#RandReport: Local and Chinese data hits the rand and stocks
The rand eased on Tuesday after data showed a widening current account deficit.
JOHANNESBURG - The rand eased on Tuesday after data showed a widening current account deficit, while stocks were spooked by brittle Chinese trade figures that sent Kumba Iron Ore shares into a tailspin.
Kumba shed 18.5 percent to 9,050 rand, but did not yield all of the massive gains it made on Monday, when its share price soared over 30 percent on an iron ore rally.
But its share price has strayed deeply into overbought territory according to momentum indicators and analysts said news that China's February trade performance was far worse than economists expected, with exports tumbling the most in over six years, gave dealers an excuse to book profits.
"The iron ore shares have had a pretty good run so probably there is some profit-taking. And the China data is a bit of a reality check that says the China problem is not over," said Bart Stemmet, an analyst at NKC African Economics.
Other stocks also fell after the weak data from China reinforced persistent concerns about a possible slowdown in the global economy.
Johannesburg shares of platinum producer Lonmin, which has also had a strong recent rally, slid almost 11 percent, while Anglo American slumped nearly 9 percent to 119.69 rand.

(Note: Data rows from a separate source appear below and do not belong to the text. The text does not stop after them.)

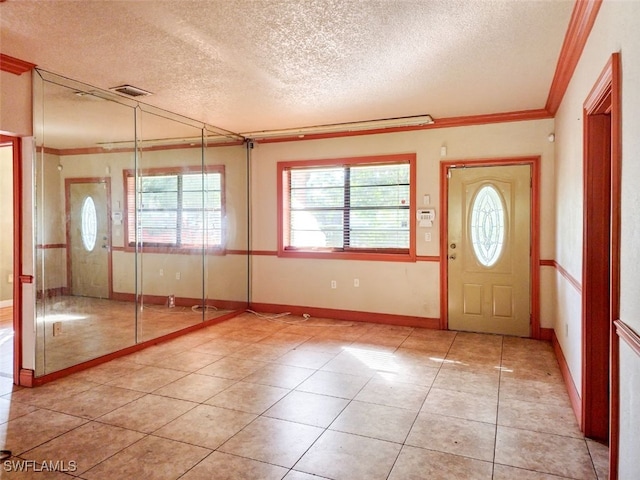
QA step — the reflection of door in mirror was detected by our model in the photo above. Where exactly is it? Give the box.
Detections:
[66,179,112,298]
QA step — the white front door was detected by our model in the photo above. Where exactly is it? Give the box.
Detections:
[447,165,531,337]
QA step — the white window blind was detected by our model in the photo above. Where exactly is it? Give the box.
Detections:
[126,171,223,248]
[283,161,410,252]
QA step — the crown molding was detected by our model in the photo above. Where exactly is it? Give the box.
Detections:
[0,53,36,75]
[545,0,602,116]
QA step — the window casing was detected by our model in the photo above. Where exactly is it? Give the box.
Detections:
[124,166,225,253]
[278,154,415,261]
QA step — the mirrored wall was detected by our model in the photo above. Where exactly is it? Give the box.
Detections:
[34,70,249,376]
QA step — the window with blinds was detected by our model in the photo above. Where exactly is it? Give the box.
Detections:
[281,158,412,253]
[125,167,224,249]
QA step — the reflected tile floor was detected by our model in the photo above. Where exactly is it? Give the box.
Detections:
[0,313,608,480]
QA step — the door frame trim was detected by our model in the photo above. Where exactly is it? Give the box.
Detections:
[64,177,113,299]
[0,135,23,385]
[580,53,622,480]
[440,156,542,339]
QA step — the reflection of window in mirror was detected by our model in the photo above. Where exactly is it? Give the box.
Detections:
[125,165,225,252]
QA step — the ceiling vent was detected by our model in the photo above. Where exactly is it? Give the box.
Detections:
[109,85,153,97]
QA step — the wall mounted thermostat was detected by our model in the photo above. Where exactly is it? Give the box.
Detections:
[417,208,436,227]
[111,212,122,225]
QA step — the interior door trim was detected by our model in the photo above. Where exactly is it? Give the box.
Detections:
[440,156,542,339]
[64,177,113,299]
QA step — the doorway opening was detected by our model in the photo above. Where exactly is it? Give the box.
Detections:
[440,157,541,339]
[0,141,14,378]
[0,135,22,385]
[64,178,113,299]
[581,53,621,478]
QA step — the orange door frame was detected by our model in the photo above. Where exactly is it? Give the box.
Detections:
[581,53,622,480]
[440,157,542,339]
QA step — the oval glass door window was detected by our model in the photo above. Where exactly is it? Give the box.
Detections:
[80,197,98,252]
[470,185,505,267]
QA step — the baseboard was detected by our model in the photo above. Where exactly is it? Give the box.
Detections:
[36,287,69,300]
[26,309,245,387]
[551,329,582,430]
[18,368,35,387]
[250,302,440,330]
[111,292,248,310]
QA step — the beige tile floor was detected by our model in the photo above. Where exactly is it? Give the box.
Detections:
[0,313,607,480]
[32,296,230,374]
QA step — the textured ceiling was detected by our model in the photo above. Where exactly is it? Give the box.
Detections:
[0,0,574,133]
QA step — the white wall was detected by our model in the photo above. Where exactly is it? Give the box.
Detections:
[251,119,555,327]
[555,0,640,472]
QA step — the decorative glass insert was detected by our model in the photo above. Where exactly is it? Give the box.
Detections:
[80,197,98,252]
[470,185,505,267]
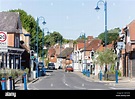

Outside the mining sector, South Africa's biggest lender by market value FirstRand Ltd saw its shares tank 7.4 percent to 45.60 rand after it reported only a slight increase in half-year profit as slowing growth in its Africa markets capped earnings.
The benchmark Top-40 index fell 0.8 percent to 46,229.48 while the broader All-share index closed 0.81 percent lower at 52,247.84. Trade was slightly brisker than average, with about 295 million shares changing hands.
The rand faltered after the current account deficit rose more than expected, in another sign that the domestic economy is struggling. Data from the central bank showed it widened to 5.1 percent of GDP in the fourth quarter as exports slumped and imports stalled, with weak global commodity demand hitting the mining and manufacturing sectors.
By 1610 GMT the rand had weakened 1.2 percent to 15.4450 per dollar, reversing modest gains of the previous session as the weak current account and trade balance data soured sentiment.
Government bonds were also weaker, with the benchmark paper due in 2026 adding 1 basis point to yield 9.325 percent.
"The weak Chinese trade, where both imports and exports contracted by a larger margin than expected. And then South Africa's current account came in a lot wider than expected. Those were the big drivers today," said Ricardo da Camara, economist at ETM Analytics.